Information Technology and Informatics
Sarah K. Hartman, MD
Ben Taub Hospital Harris Health System, Baylor College of Medicine, Houston, TX
Houston, Texas, United States
Artificial Intelligence (AI) has the potential to revolutionize the practice of medicine. Patient care always takes priority, and some tasks are delayed in order to provide uninterrupted care or mitigate risks from multitasking. Reliable ways to complete tasks more quickly while not sacrificing quality are welcome. While most individuals are aware of the potential for AI, encountering utilization of AI is rare in the course of clinical work, education, administration, or leadership activities. Presented here are some of the ways AI can be used in timesaving and quality-preserving ways, as well as caution against over-reliance on the veracity of AI output.
Study
Design/Methods:
Typically, numerous hours are required to create a high quality de novo document. The workflow starts with a specific request to the AI software, followed by review of the AI response, with follow-up requests for additional detail, examples, resources, and references. The final AI response is reviewed by a senior transfusion medicine physician.

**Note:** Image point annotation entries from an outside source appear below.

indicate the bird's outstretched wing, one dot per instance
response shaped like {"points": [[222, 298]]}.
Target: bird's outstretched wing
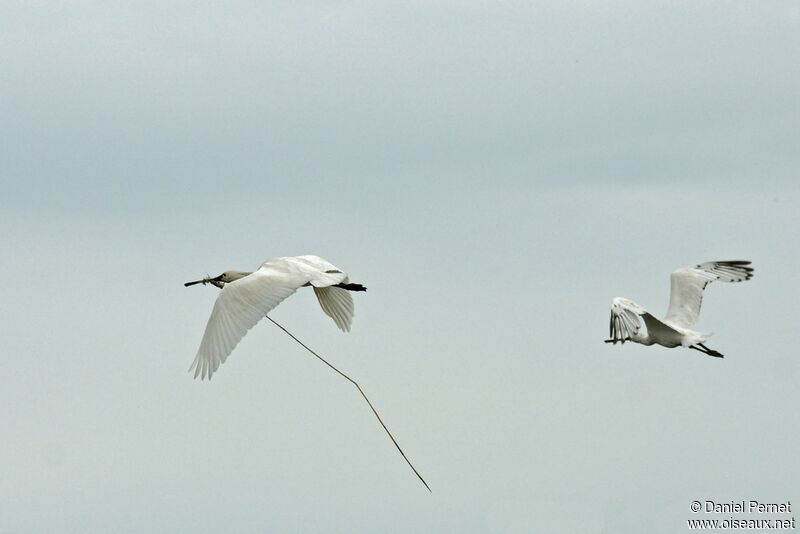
{"points": [[625, 320], [239, 306], [687, 285], [336, 302]]}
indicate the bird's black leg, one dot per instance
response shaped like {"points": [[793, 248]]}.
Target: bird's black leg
{"points": [[705, 350], [712, 352]]}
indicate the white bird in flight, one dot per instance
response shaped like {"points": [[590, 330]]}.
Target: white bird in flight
{"points": [[247, 297], [686, 296]]}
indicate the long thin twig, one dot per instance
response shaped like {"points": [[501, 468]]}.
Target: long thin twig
{"points": [[323, 360]]}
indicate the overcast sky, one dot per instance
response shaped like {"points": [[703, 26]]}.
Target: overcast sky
{"points": [[494, 173]]}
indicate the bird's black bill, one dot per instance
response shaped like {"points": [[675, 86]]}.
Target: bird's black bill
{"points": [[208, 280]]}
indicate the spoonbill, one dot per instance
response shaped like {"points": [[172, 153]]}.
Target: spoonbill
{"points": [[686, 296], [246, 297]]}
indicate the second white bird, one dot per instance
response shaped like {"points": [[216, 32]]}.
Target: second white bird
{"points": [[686, 296]]}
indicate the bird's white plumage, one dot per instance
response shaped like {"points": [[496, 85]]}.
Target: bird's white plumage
{"points": [[337, 303], [687, 285], [686, 296], [245, 301]]}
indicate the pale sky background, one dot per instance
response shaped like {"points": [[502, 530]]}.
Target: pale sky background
{"points": [[495, 173]]}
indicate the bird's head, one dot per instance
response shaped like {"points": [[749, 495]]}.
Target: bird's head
{"points": [[219, 281]]}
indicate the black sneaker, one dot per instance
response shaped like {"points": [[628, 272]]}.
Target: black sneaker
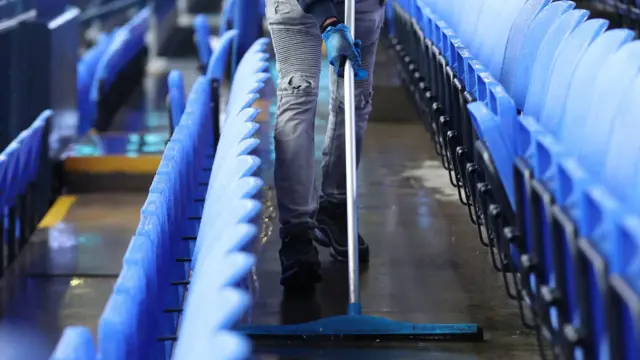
{"points": [[332, 224], [301, 267]]}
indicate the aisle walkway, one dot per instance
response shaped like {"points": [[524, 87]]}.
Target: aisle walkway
{"points": [[427, 264]]}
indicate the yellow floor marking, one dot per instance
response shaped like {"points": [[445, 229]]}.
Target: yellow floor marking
{"points": [[57, 212], [144, 164]]}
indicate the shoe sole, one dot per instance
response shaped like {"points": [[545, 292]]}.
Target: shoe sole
{"points": [[302, 277], [325, 242]]}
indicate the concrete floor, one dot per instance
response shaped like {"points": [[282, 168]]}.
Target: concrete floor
{"points": [[427, 264]]}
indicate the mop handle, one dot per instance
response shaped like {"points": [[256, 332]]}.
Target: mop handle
{"points": [[350, 153]]}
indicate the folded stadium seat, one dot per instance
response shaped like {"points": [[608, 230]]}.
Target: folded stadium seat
{"points": [[218, 61], [241, 209], [202, 37], [243, 127], [9, 173], [132, 283], [242, 166], [534, 38], [527, 15], [117, 328], [200, 324], [536, 235], [575, 104], [493, 55], [547, 55], [621, 175], [597, 210], [566, 59], [87, 110], [176, 97], [547, 147], [540, 44], [141, 254], [221, 192], [76, 343]]}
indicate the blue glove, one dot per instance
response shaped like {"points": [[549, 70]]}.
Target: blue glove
{"points": [[340, 47]]}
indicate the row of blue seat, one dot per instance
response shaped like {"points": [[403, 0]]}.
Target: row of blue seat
{"points": [[531, 107], [173, 248], [21, 173], [100, 67]]}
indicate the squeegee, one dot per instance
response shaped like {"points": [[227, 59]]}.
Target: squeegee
{"points": [[354, 324]]}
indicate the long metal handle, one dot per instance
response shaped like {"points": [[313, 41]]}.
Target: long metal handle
{"points": [[350, 152]]}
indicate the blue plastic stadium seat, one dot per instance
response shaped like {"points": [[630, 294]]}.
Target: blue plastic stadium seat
{"points": [[87, 67], [126, 43], [76, 343], [176, 97], [162, 256], [218, 62], [201, 37], [519, 85], [527, 15]]}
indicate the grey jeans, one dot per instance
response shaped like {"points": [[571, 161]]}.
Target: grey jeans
{"points": [[298, 48]]}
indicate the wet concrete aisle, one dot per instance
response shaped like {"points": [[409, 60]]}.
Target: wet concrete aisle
{"points": [[66, 273], [427, 265]]}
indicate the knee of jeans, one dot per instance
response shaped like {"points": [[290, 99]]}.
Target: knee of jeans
{"points": [[298, 84], [363, 97]]}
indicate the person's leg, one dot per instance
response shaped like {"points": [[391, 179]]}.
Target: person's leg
{"points": [[332, 216], [298, 49]]}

Results/Findings: New documents were created in minutes, not hours: new guidelines, educational documents, SBAR communication documents for resource requests, and goals and objectives for trainees. Creation of three separate drafts of Transfusion Medicine Rotation goals and objectives for three types of trainees (Anesthesiology, Pathology, and Transfusion Medicine) was accomplished within five minutes total, less than two minutes per initial request to generate a response and be ready for review and editing.
The review and editing stage revealed limitations in AI performance. For example, when asked for irradiation guidelines for transfused products, all physician reviewers disagreed with the recommendations to irradiate any blood product intended for patients receiving prednisone. Queries to discover the source of the recommendation yielded a disclaimer on the general use of irradiated blood in immunosuppressed patients.
Conclusions:
While the integration of AI offers numerous benefits in theory, caution must be exercised in its adoption. Understanding the current limitations on the accuracy and ability of AI output must be carefully considered to ensure the ethical and safe implementation of AI technologies. Furthermore, the potential for overreliance on AI systems and the loss of human judgment in critical decision-making processes pose significant challenges that must be addressed prior to utilization. Implementing the aforementioned irradiation recommendations without revision by an experienced and knowledgeable reviewer would lead to significantly increased number of irradiated products, which may have negative clinical consequence as well as workflow challenges. A balanced approach is needed, combining the strengths of AI with the expertise of experienced blood bankers to optimize patient care while upholding ethical standards, resource stewardship, and patient safety.